YEREVAN: Opposition parties in Armenia on Monday staged protests to demand Prime Minister Nikol Pashinyan resign, accusing him of compromising under international pressure on the long-contested region of Nagorno-Karabakh.
Arch-foe Caucasus neighbours Armenia and Azerbaijan have been locked in a dispute since the 1990s over the mountainous enclave in Azerbaijan predominantly populated by ethnic Armenians.
Karabakh was at the centre of a six-week war in 2020 that claimed more than 6,500 lives before it ended with a Russian-brokered ceasefire agreement.

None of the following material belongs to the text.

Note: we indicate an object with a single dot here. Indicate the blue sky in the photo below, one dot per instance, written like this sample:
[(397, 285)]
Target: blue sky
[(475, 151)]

Opposition parties accuse Pashinyan of plans to give away all of Karabakh to Azerbaijan after he told lawmakers last month that the “international community calls on Armenia to scale down demands on Karabakh”.

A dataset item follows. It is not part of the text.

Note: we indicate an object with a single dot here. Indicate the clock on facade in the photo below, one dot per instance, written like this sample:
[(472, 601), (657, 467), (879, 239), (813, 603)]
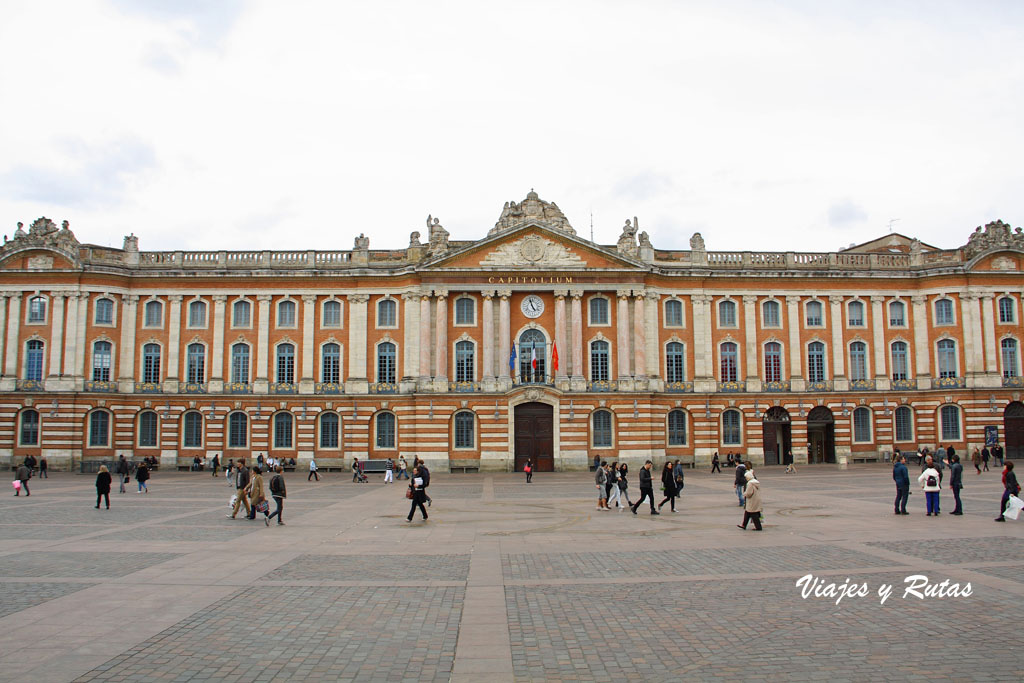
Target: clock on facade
[(532, 306)]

Waving Armenian and Karabakh flags and shouting demands for Pashinyan to step down, some 5,000 protesters marched on Monday evening in central Yerevan.
“We are launching a popular protest movement to force Pashinyan to resign,” parliament vice speaker and opposition leader Ishkhan Saghatelyan told AFP ahead of the rally.
“He is a traitor, he has lied to the people,” he said, accusing the 46-year-old leader of wanting to hand over the contested region to Azerbaijan. “He has no popular mandate to do so.”
Saghatelyan said “protests will not stop until Pashinyan goes.”
Ethnic Armenian separatists in Nagorno-Karabakh broke away from Azerbaijan when the Soviet Union collapsed in 1991. The ensuing conflicts claimed around 30,000 lives.